There is still left not only in the Manual Training systems but also in some of the Sloyd systems, a trace from the past in the notion that children should be forced to accomplish their wood work by means of as few and as old-fashioned tools as possible. That idea hangs on, and has wrongly been brought into the classroom from that time when wood work was no school subject, but simple a trade, contrived for the acquiring of a livelihood, which was meager enough to prevent the purchase of new and improved tools of various sorts. And one can still behold tools of a very old-fashioned and inappropriate style used in the Manual Training departments of schools, where it never for a moment would occur - say to the teacher of penmanship - to train the pupils of to-day to use the feather pen of grandfather's time.

By using only a few and imperfect tools the pupils will become automatical and slow, not only at the wood work, but in their perception at large; while a great variety of tools, which are up to date, will quicken and sharpen their faculties of discrimination and observation with regard to the best means of gaining a desired purpose.

The great objection to letting little children under ten begin with wood Sloyd has been the danger of the sharp tools in a child's hand. If there is any real danger, then it comes especially from the knife. I mean the genuine Sloyd knife, not the pocket knife, which should be entirely abolished from the Sloyd room.

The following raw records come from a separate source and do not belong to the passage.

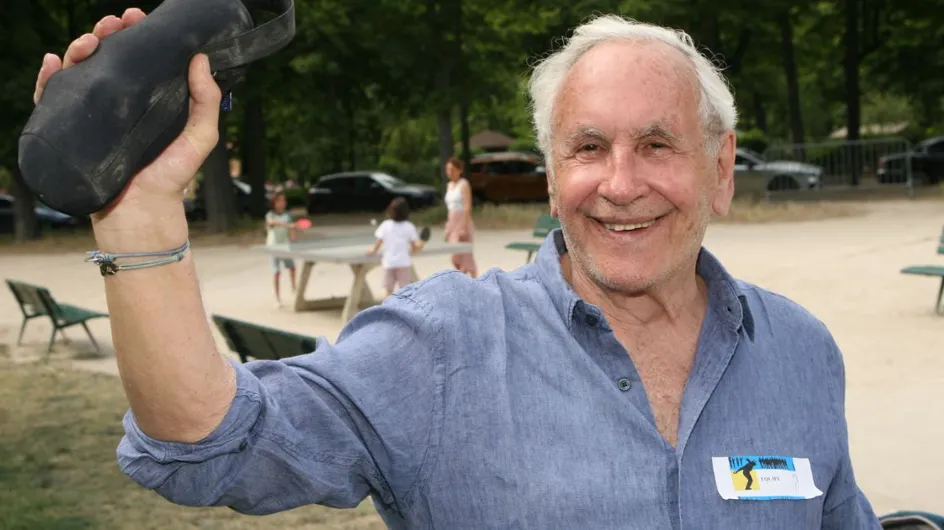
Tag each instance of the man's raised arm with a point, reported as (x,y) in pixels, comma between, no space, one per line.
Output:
(178,384)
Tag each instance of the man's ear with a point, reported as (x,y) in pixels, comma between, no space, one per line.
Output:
(723,175)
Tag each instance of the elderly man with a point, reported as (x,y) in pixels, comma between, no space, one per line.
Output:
(624,380)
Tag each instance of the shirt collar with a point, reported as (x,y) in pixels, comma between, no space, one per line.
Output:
(725,295)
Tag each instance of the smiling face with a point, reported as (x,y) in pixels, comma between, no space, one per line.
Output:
(633,184)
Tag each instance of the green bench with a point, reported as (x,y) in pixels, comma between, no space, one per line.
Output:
(935,271)
(36,301)
(261,342)
(544,225)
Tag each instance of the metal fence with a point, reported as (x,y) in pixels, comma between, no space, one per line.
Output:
(866,165)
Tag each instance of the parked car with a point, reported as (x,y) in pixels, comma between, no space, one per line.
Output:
(508,177)
(927,164)
(196,209)
(753,173)
(45,216)
(366,191)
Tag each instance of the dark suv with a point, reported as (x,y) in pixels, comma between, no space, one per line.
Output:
(366,191)
(508,177)
(927,164)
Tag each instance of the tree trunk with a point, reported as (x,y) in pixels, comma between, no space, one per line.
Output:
(254,153)
(351,139)
(218,188)
(464,134)
(793,83)
(760,113)
(444,124)
(851,67)
(25,224)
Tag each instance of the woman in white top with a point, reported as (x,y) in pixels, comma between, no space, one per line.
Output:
(459,225)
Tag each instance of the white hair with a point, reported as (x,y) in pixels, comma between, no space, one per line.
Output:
(716,105)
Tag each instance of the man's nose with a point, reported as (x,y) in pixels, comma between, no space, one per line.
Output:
(623,182)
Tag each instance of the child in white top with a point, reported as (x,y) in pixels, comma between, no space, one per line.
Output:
(399,239)
(279,231)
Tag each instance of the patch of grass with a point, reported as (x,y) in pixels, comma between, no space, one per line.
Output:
(522,216)
(751,211)
(58,470)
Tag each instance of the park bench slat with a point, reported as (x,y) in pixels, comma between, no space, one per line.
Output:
(544,225)
(36,301)
(931,270)
(259,342)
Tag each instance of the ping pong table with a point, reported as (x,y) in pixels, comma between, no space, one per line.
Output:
(350,251)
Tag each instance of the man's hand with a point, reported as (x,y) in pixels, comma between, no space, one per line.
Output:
(178,384)
(155,194)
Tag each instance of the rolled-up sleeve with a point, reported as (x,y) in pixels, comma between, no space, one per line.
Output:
(331,427)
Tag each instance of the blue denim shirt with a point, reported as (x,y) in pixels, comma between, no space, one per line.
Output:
(507,402)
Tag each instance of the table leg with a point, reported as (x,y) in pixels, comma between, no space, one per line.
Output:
(367,296)
(300,302)
(353,303)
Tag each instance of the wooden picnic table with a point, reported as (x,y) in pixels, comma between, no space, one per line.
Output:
(350,251)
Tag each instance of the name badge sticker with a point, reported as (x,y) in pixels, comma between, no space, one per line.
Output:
(763,478)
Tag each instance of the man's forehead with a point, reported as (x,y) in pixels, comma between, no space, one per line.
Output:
(637,84)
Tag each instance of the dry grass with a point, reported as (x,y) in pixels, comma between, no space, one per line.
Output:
(749,211)
(58,433)
(522,216)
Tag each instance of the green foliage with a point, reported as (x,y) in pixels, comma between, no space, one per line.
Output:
(753,139)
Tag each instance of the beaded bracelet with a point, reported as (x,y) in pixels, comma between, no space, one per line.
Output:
(108,267)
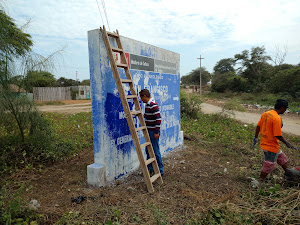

The knife is beyond question the best educational medium amongst all the tools, because it is the least mechanical of them all and hence requires the greatest individual attention and by that develops the accuracy and the self-judgment of the child. The real educational influence caused by the use of the knife can not be fully replaced by any joint action of different other tools. Yet I hesitate to let little children use that sharply pointed tool, and suggest substituting for it a knife with two handles, a kind of a small drawing knife. That knife can also in many cases replace the spoke shave, Which is a very mechanical tool, because the child can not see the cut that is made, and only has to take the strokes by chance. For the same reason I often prefer in a child's hand the straight cabinet scraper to the smoothing plane. In the following Sloyd series the saws have a predominant place as producing tools.

To children should be given tools only of the best kind of material. For here comes in the same comment that was made concerning too fragile wood. And compasses, marking - and mortise - gauges, try squares, bevels and rulers should be graded ones.

In order to secure tools of good quality, it should be observed at the purchase that the name of the maker is on all the tools.

The handle of the tools should not be polished; if they are, the polish should be rubbed off with sandpaper. Polished handles slip from the hand so easily, and the pupils might hurt themselves or each other in that way.

For cleansing the tools vaseline is much preferable to linseed oil, because of being volatile, so if some spots of it should happen to come on the wood, it will evaporate within a very short space of time.

Tools which the pupils are in constant need of, should stay on the work benches; but tools which are not frequently used are to be kept on special tool shelves. It is important to observe that these tool shelves should be detached from the walls of the Sloyd room. For the walls are as a rule more or less damp, and the shelves will, if placed close to the walls, absorb the dampness, thus causing the tools to contract rust.

As Sloyd is a comparatively new school subject, the terminology of it is not settled as yet. There exists a great difference in the terms accepted by different systems and used at different Sloyd schools. This concerns especially the names of the tools. One can find the same tool called by quite different and often even contrary names in the different schools. And with no one of the tools is the confusion more puzzling than with all the sundry names that are bestowed upon the saws.